2. Литература и коллективизация

 

          При чтении романа Гора в первую очередь обращает на себя внимание язык автора, очевидным образом отличающийся от того языка, на котором говорила «официальная» советская литература. На этом основании роман «Корова» часто называется экспериментальным романом.

          С такой характеристикой можно согласиться, но не в полной мере. Поскольку в романе очевидным образом присутствует работа по выявлению новых выразительных средств, он несёт в себе элементы эксперимента. Но, в то же время, такой эксперимент не является конечной целью автора, не замыкается на самом себе. И с этой точки зрения «Корова» – это больше, чем эксперимент. Экспериментальность языка в данном случае вписывается в более глобальные цели, интегрируется в них.

          Тем не менее, именно благодаря языку роман «бросается в глаза», притягивает к себе. Язык здесь – тот крайне своеобразный строительный материал, без которого здание в целом не обрело бы своей убедительности.

 

          Проще всего язык «Коровы» отнести к традиции советского авангарда и этим ограничиться. Но в советском и дореволюционном авангарде существовало много оттенков. О них упоминает и сам автор. В частности, говорится о футуризме, кубизме и сюрреализме. Последнее можно считать новацией: появившись на западной почве, в СССР двадцатых годов сюрреализм укрепиться не смог. Возможно, свою роль сыграли связи сюрреалистов с западными ультралевыми политическими группами. В этом контексте упоминание Гором сюрреалистов в ряду важнейших художественных течений может быть понято как декларация собственных политических взглядов и идейных ориентиров.

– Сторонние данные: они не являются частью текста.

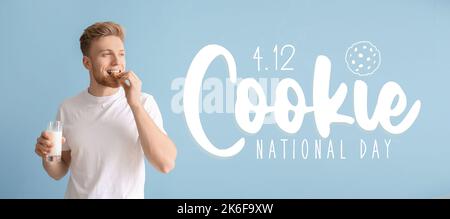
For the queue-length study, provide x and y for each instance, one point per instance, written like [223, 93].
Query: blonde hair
[98, 30]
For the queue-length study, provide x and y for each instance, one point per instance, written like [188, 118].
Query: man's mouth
[113, 71]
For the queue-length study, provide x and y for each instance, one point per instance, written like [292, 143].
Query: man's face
[106, 57]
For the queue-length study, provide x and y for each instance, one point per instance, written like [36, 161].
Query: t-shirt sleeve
[60, 117]
[151, 107]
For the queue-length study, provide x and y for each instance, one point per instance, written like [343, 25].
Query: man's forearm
[157, 147]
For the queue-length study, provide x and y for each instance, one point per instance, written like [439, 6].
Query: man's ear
[87, 63]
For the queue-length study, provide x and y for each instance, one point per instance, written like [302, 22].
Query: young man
[110, 127]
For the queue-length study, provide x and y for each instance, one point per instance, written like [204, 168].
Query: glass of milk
[55, 131]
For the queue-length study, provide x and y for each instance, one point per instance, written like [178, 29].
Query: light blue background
[41, 66]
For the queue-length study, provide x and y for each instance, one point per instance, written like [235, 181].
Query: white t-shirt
[101, 133]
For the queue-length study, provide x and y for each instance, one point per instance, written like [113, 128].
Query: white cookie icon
[363, 58]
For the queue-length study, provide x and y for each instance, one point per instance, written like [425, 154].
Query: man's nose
[116, 59]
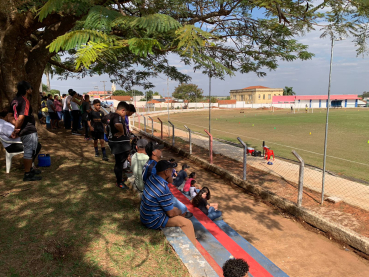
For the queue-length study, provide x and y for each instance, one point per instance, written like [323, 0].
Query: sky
[349, 73]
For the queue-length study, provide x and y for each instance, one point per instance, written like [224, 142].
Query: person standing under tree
[25, 128]
[66, 110]
[119, 141]
[97, 128]
[52, 111]
[86, 109]
[75, 102]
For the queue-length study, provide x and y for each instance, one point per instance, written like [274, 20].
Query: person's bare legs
[215, 205]
[186, 226]
[27, 165]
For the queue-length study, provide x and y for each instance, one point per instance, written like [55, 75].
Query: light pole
[209, 103]
[168, 95]
[327, 116]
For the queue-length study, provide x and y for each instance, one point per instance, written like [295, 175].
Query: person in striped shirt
[157, 209]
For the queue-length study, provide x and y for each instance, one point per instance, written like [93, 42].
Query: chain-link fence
[279, 174]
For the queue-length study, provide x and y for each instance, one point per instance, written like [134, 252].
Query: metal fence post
[152, 125]
[161, 128]
[244, 157]
[189, 138]
[301, 178]
[173, 132]
[210, 146]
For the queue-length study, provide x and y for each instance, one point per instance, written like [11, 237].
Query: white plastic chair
[9, 156]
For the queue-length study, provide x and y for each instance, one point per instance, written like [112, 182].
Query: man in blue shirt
[153, 150]
[157, 210]
[181, 177]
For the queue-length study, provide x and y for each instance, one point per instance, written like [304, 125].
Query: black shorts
[53, 115]
[97, 135]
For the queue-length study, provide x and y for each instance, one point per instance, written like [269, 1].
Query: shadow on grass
[76, 222]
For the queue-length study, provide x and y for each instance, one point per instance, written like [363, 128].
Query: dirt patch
[296, 247]
[344, 214]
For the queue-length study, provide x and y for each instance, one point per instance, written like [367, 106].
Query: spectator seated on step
[235, 268]
[7, 122]
[153, 150]
[138, 161]
[181, 177]
[174, 173]
[201, 201]
[157, 209]
[187, 185]
[193, 189]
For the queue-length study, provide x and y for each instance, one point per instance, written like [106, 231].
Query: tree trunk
[23, 52]
[48, 80]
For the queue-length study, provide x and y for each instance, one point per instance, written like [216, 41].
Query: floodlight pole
[326, 120]
[168, 96]
[209, 103]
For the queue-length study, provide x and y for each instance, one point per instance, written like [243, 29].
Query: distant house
[99, 94]
[122, 98]
[319, 101]
[256, 94]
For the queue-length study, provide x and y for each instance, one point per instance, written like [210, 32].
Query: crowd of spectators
[152, 175]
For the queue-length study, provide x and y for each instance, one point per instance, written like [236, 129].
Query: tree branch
[63, 66]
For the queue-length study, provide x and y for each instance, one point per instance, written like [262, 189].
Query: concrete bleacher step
[221, 242]
[196, 264]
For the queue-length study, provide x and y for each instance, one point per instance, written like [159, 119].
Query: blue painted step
[251, 250]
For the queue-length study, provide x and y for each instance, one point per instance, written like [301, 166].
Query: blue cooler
[44, 160]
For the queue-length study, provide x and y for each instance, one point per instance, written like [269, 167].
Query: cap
[164, 164]
[185, 166]
[141, 143]
[151, 146]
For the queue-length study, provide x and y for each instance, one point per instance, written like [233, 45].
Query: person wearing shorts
[25, 128]
[119, 141]
[97, 128]
[52, 111]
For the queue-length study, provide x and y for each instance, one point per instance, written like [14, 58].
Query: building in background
[99, 94]
[256, 94]
[319, 101]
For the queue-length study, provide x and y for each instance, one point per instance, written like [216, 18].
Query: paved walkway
[353, 193]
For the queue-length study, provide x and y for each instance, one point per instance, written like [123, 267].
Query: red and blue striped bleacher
[217, 242]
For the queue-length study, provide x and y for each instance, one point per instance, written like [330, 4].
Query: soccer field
[283, 131]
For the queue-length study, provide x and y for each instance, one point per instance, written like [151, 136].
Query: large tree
[130, 40]
[288, 91]
[190, 92]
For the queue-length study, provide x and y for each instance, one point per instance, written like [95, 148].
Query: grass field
[348, 135]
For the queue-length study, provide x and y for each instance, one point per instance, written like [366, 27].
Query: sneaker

          Подобных деклараций в романе достаточно много. И они имеют своих адресатов, среди которых неизбежно оказываются и те, кому предстояло решать вопрос о дальнейшей судьбе этого произведения.

          Предполагал ли Геннадий Гор неизбежность возникновения внутрикорпоративного конфликта и скандала после того, как «Корова» должна была быть обнародована, или считал, что в хаосе советской литературной жизни роман «проскочит» сквозь сито цензуры и обретёт значительно более широкую общественную площадку для своего обсуждения? Надеялся ли автор на публикацию или заранее знал, что пишет «в стол», рассчитывая, что его произведение будет ходить исключительно в списках, как часть Самиздата? Чёткого ответа на этот вопрос нет.

          Футуристы и кубисты, о которых упоминается в романе, могут рассматриваться как предшественники авангарда двадцатых и, соответственно, «Коровы», но сам авангард выработал новые стилистические формы. В первую очередь, речь идёт о конструктивизме. И роман Гора так же является конструктивистским романом. 

 

          Сегодня конструктивизм воспринимается, прежде всего, как архитектурное направление. Но конструктивизм двадцатых – это намного более фундаментальное художественное и идейное движение, по отношению к которому архитектура, литература, живопись, музыка могут считаться лишь частными конкретизациями.

          Возможно, именно конструктивизм как тип восприятия можно считать главным духовным порождением советской революции. И именно с ним впоследствии  будет активно бороться советская контрреволюция.

          Главная новация конструктивизма связана с его пониманием объективной реальности. Классическая парадигма воспринимала объективное как нечто незыблемое, не подлежащее изменению. Объективность находилась, прежде всего, в мире природы с её законами. Такой объективности можно было подражать (классицизм) и соответствовать (гегельянство), от неё можно уклоняться (субъективизм) и даже игнорировать (декаданс), но её нельзя было изменить.

          Именно этот тезис оспаривается конструктивизмом, который придаёт объективной реальности историческое измерение. В рамках конструктивистской модели истории в определённый момент человечество переходит от интеграции в реальность к её созданию. Соответственно, сам мир начинает восприниматься как творение человека.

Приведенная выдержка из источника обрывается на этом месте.